Based on their map, that’s the easiest path for No Labels: win 21 states (plus Maine’s 2nd), nine of which went for Biden or Trump in 2020 by 10+ points (and some by 15+). But what if they don’t win ALL of those states? Where do they say the final EVs would come from? Their so-called “stretch states.”
Stretch States
No Labels’ claim that they have a shot at winning their “unity stretch states” seems, to put it mildly, to strain credulity. They say they could win deep-blue Hawaii, Maryland, Massachusetts, and Vermont, all states Biden won by 30 points or more. They assert they can be competitive in crimson-red states in which Trump shellacked Biden, like Tennessee, Missouri, and Arkansas. (Ok, not crimson—they concede Alabama.) Trump won Arkansas by 28 points, Tennessee by 23, and Missouri by 15, and in each, his job approval was above 54% even after the January 6th insurrection. That’s pretty rock solid. It seems fair to conclude that if they can’t get to 270 by winning the purple battlegrounds and the least partisan of the remaining states, they can’t win, because they have no realistic shot at picking up any of these “stretch” states.
Conclusion
For the sake of argument, we tried in this memo to chart a path for No Labels to an incredibly improbable and history-defying victory. But even with both thumbs on the scale, we couldn’t get them close to 270 electoral votes in a manner that did not violate every known law of political physics. You don’t have to believe us that they won’t win anywhere. You just have to believe they won’t win in places in which their victory would fall somewhere between highly unrealistic and impossible.

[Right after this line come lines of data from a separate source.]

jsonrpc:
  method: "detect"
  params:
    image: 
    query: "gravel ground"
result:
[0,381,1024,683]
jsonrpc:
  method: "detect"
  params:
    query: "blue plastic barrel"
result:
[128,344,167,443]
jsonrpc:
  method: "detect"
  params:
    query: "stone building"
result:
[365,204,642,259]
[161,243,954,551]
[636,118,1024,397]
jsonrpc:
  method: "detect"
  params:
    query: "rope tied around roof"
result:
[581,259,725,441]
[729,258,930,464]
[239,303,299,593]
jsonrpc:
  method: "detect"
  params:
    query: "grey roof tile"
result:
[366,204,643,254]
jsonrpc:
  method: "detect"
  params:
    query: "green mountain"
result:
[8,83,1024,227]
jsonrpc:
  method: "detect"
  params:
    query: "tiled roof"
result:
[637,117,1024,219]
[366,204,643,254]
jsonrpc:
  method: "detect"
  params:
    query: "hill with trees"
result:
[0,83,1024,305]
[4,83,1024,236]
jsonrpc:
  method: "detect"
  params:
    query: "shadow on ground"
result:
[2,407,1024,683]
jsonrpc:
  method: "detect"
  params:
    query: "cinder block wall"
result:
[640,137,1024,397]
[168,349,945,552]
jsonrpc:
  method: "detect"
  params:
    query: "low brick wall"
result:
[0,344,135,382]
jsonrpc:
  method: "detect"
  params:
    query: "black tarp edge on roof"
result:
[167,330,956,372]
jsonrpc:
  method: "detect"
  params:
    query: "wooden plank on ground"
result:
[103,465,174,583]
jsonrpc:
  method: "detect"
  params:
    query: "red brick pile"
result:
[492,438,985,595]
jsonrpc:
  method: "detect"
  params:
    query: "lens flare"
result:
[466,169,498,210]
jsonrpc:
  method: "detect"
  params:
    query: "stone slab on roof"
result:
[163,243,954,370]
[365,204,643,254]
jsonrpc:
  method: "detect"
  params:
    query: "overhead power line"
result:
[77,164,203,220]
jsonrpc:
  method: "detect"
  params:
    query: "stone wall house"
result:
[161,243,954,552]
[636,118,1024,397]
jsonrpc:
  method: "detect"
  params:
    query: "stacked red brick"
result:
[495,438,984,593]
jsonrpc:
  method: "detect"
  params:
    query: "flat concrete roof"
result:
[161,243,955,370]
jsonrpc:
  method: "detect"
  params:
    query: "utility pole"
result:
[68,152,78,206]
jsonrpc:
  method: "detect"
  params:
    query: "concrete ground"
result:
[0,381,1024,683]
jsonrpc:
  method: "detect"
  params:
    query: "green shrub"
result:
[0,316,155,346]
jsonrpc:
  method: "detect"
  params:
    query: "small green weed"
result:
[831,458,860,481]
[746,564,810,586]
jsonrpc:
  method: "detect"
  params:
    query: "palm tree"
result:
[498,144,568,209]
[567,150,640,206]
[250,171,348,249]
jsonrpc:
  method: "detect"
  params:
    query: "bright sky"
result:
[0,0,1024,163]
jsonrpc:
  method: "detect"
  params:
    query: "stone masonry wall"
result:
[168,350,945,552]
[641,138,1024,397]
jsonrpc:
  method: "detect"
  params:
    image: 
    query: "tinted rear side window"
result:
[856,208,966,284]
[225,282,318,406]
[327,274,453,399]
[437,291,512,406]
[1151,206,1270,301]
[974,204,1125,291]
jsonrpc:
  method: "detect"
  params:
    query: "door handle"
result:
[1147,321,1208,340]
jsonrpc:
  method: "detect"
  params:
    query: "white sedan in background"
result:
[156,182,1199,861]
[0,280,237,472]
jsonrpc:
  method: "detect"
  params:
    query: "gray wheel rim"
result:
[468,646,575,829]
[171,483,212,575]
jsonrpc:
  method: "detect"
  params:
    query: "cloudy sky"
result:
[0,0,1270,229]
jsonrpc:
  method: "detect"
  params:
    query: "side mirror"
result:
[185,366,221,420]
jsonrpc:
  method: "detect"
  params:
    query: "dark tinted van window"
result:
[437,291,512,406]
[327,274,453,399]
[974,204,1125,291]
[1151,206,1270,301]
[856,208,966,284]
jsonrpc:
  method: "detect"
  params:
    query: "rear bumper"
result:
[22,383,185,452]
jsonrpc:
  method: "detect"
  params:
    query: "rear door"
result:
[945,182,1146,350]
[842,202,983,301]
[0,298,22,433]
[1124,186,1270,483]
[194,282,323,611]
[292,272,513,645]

The tone of this memo is somewhat lighthearted, but this topic is enormously serious. If No Labels pursues this quixotic effort, they have no hope of winning. But they would almost certainly serve as a spoiler for Trump, as we describe elsewhere. And the terrible consequences of another Trump presidency are almost beyond imagining. Anyone who cares about America’s future should oppose this third-party bid and urge No Labels to stand down.
** After publication of this memo, No Labels objected that we had failed to include undecided voters in our chart. We have changed our graphic as they suggest and would note that, based on a poll taken in December 2022, they are predicting that in November 2024 they can win roughly 70 percent of all the undecided voters. This bizarre claim would add 12 percent to their vote share, putting their candidate at 32 percent of the total vote. While this assertion is astoundingly unrealistic, we are happy to include it, because it further weakens their case: even if it’s true (it’s not), their unnamed “moderate independent” still spoils Biden’s re-election, still helps re-elect Trump, and still does not achieve a plurality of the popular vote to win the presidency. This echoes more recent polling from Echelon Insights. They showed that when a named third-party candidate is added (here it’s Sen. Joe Manchin), the vote-share of the third-party candidate only reaches nine percent and leads to a 42%-41% Trump victory over Biden in the three-way race.